Funded Grants

Beyond receptive fields in visual cortex

When we look at images, neural signals are elicited in a series of brain regions, from the retina on to the cerebral cortex, where cognitive elaboration is mostly thought to occur. Their place of entry in the cortex is the primary visual area (V1). Because visual stimuli have to pass through V1 to reach higher cortical areas, and because responses in V1 are already seen to reflect attributes of the perceptual experience of the visual stimuli, V1 is considered a key region in the processing of visual information.

The most common way to study responses of V1 neurons is by showing simple stimuli such as bars and crosses. Using these stimuli, it has been possible to characterize the main features that make V1 neurons fire, by describing a neuron’s receptive field, the region of visual space where light elicits responses. The classical model of V1 neurons is that they perform weighted sums (and subtractions) of the stimulus intensities, with weights given by the receptive field.

Research in the last 15 years, however, has revealed a number of phenomena that are not explained by receptive fields alone. For example, V1 neurons receive one kind of suppression from a visual region roughly overlapping with the receptive field, and another kind of suppression from a visual region extending beyond the confines of the receptive field. Both forms of suppression can be described as divisive: suppressing stimuli divide the effective strength of stimuli seen by the neuron. The opposite effects appear when neuronal responses are enhanced by visual attention, suggesting that suppression and attention might engage the same mechanisms, one to obtain division, the other to obtain multiplication.

A new generation of models shows great promise in explaining these effects. In addition to a receptive field, these models include a suppressive field with distinct visual preferences.
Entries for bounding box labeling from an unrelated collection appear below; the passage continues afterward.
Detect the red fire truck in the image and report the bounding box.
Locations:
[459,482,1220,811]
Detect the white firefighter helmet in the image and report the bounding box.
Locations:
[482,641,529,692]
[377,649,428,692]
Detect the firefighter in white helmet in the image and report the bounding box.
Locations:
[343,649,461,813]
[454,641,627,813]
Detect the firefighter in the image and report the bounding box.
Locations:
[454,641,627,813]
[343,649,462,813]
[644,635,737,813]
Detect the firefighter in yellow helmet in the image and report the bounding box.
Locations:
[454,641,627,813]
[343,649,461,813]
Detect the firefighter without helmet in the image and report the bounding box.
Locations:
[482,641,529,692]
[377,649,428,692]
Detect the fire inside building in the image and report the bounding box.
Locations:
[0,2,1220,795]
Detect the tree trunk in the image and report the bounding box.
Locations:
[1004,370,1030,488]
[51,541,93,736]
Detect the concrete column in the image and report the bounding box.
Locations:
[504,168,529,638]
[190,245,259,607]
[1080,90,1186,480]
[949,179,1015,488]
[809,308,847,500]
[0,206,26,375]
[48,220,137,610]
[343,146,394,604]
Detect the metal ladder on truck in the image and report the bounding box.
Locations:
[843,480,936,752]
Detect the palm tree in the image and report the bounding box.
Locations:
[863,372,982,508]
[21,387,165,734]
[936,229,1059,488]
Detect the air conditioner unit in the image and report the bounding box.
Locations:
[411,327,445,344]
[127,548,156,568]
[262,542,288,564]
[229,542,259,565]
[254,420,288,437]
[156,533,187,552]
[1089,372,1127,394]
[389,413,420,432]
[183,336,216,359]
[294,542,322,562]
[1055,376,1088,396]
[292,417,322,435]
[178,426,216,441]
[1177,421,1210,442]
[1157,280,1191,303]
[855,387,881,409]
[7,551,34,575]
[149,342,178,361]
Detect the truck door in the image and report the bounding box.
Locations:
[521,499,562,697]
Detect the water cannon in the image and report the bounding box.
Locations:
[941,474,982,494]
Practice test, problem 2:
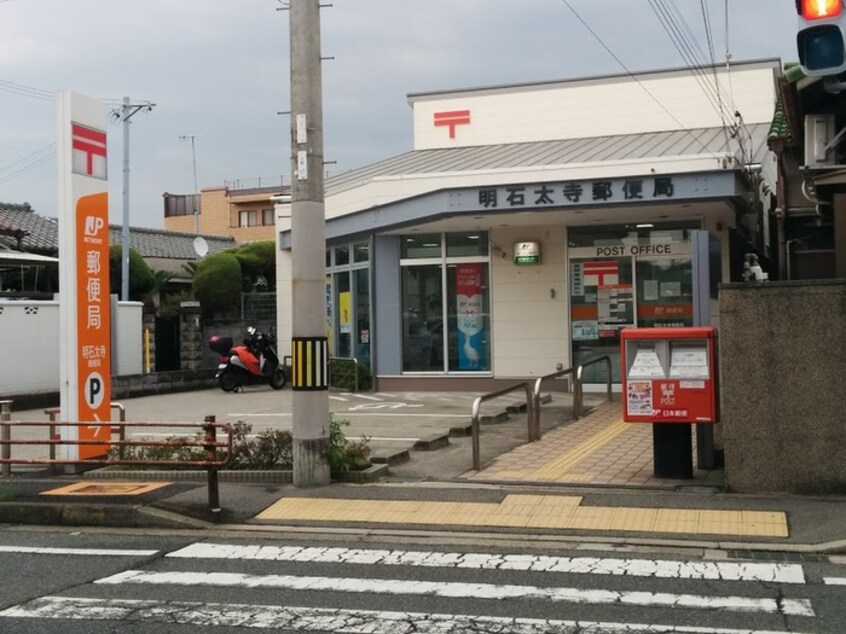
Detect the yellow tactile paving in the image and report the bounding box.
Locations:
[256,495,789,537]
[41,482,170,495]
The suppressive field estimates overall local strength of the stimulus, and divides the output of the receptive field. While they show great promise, however, these divisive models have not yet fully replaced the classical models based on the receptive field as the standard employed by the community.

What is not known is whether a single divisive model can explain all the phenomena that have been demonstrated to challenge the classical model. Moreover, it is not know whether such a model can go beyond predicting V1 responses to simplified visual stimuli such as bars and crosses. Can it predict responses to the more complex visual scenes that occur outside the laboratory? Earlier efforts to predict responses to complex stimuli have relied on minor variations of the receptive field model in spite of this model’s clear inadequacy.
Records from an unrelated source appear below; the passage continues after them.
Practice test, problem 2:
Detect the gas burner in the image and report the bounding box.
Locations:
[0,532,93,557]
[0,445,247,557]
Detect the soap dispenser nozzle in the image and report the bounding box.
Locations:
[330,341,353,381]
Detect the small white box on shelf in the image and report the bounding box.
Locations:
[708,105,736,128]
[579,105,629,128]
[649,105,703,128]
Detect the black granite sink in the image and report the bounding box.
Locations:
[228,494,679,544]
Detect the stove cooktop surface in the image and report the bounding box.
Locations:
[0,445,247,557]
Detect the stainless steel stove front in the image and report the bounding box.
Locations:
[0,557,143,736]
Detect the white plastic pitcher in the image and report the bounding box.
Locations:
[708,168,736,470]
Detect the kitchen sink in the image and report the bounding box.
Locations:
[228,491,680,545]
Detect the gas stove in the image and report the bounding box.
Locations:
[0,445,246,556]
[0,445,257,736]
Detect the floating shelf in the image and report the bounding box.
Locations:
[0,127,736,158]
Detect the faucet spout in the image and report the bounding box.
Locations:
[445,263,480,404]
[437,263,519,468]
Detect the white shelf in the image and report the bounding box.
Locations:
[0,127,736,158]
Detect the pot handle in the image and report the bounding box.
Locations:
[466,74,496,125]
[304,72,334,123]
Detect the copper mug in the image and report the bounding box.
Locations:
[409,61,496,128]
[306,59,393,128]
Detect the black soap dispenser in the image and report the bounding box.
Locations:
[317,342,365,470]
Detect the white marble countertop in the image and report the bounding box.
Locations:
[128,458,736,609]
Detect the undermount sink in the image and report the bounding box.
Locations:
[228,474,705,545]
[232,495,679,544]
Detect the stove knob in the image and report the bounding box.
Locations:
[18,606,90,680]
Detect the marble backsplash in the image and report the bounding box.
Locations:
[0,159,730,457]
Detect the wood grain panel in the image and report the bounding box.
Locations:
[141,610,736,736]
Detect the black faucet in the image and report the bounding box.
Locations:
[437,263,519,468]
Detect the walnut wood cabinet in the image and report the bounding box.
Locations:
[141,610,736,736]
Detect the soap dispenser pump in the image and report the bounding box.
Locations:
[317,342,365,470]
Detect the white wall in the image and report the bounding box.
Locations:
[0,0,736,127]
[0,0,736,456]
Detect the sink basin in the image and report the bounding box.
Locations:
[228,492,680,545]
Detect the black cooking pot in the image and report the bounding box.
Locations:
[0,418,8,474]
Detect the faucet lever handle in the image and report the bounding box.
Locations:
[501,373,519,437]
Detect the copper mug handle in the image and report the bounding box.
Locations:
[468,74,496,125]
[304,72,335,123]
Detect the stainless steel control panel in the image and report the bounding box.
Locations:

We propose a more promising line of attack. First, rely on the divisive model, which goes beyond the receptive field and promises to explain a large number of phenomena. Second, employ simple stimuli such as bars and crosses to constrain model parameters. Third, test the model on responses to complex stimuli such as artificial scenes from a cartoon and natural scenes filmed from the head of a cat roaming a forest. We would then like to investigate the effects of cognitive factors such as visual attention. Ultimately, our goal is to include these effects in our model, by expressing them in terms of their action on the model components.

Our approach entails a combination of experiment and modeling, and requires multidisciplinary tools and skills. In addition to a neuroscientist (the PI), our team includes associates trained in Physics and Computer Science. In contrast to more traditional neurophysiology practice, we devote many hours of our experiments to the careful measurement of responses of individual neurons. The resulting large body of data requires months of analysis. To facilitate this analysis we have developed a number of tools. One of these tools allows us to simulate many hours of measurements obtained from single neurons. We can thus develop more and more refined models, and easily test those models on the very same sequence of visual stimuli that were presented during the experiment.
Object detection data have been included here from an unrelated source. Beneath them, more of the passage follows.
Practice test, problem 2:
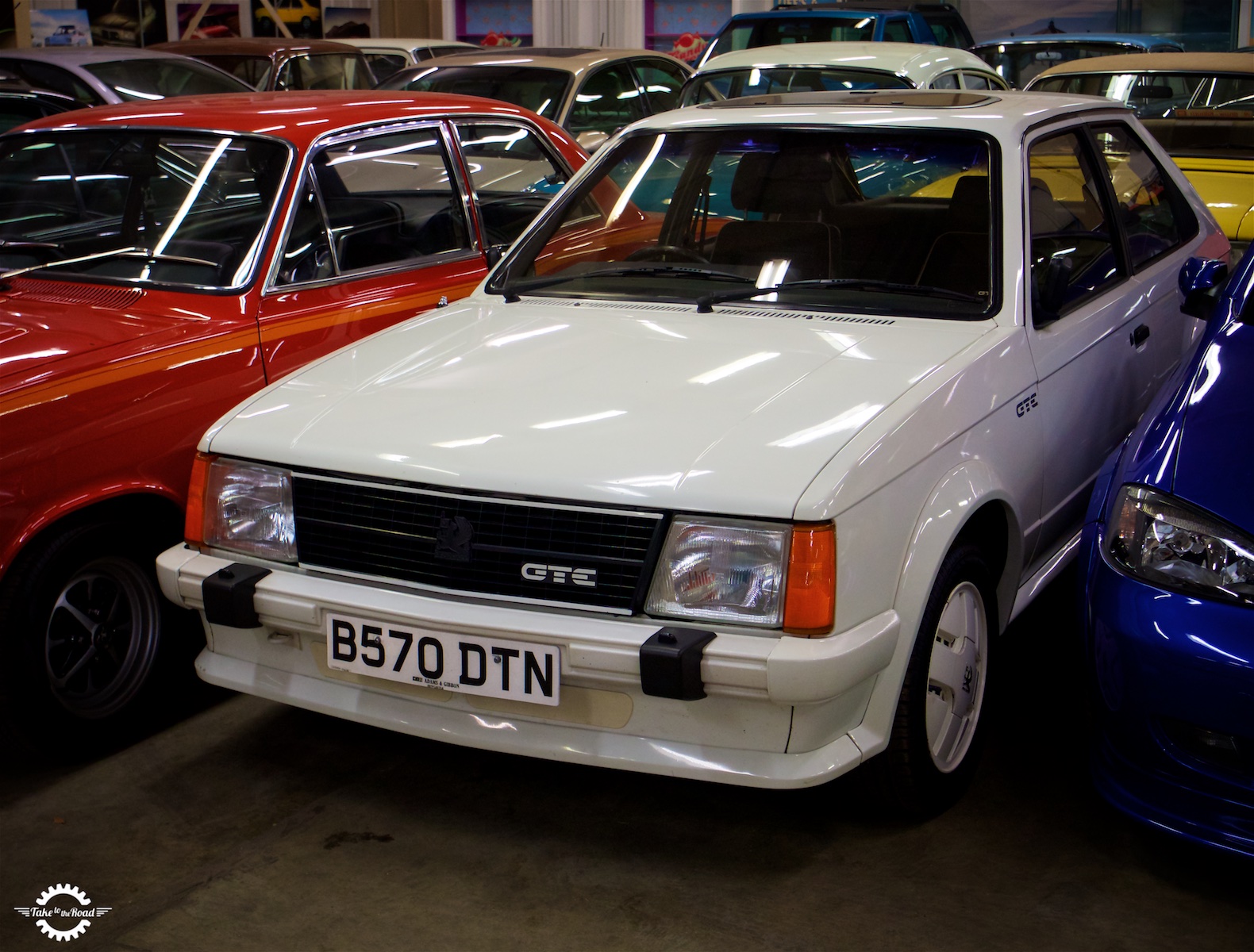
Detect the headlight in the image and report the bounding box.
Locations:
[187,455,296,562]
[644,520,837,635]
[1107,486,1254,605]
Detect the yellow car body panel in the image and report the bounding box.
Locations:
[1172,155,1254,242]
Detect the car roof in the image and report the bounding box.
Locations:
[697,41,996,75]
[1032,52,1254,83]
[972,33,1184,50]
[336,36,482,52]
[647,89,1131,142]
[731,6,910,22]
[419,46,679,73]
[0,46,193,67]
[148,36,359,56]
[10,89,552,148]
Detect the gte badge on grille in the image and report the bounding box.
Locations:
[523,562,597,589]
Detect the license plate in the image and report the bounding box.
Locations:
[326,615,560,705]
Once we have achieved our goal of predicting V1 responses to a broad range of visual stimuli, we would refine and polish our software and database so that they can serve the community for scientific and educational purposes. Users would be able to upload still images or video sequences of their choice to our web site, which would then output the predicted response of any one of our V1 neurons. Visual scientists might find this service useful to predict or interpret the outcome of their experiments, and students and teachers could use it to gain a better understanding of the operation of the early visual system.

In summary, our goal is an intuitive model of V1 responses that is constrained by a limited set of measurements, and predicts responses to complex video sequences. Such a succinct description of the computations performed in V1 could serve as a standard model, which is highly desirable to illuminate the relation between neural responses and perceptual effects. By bridging the gulf between simplified laboratory stimuli and arbitrary visual scenes, neurophysiology can illuminate the results of measurements of visual perception.

The proposed research merits the support of the James S. McDonnell Foundation for three main reasons. First, it is important, with direct consequences for our interpretation of cognitive effects. Second, it is novel: although the individual components of the model we propose have been the object of decades of work, they have never before been put together in a single, cohesive model. Third, it is ambitious: our goal to predict responses of V1 neurons to complex, arbitrary stimuli has been pursued by few others, and has been achieved by none.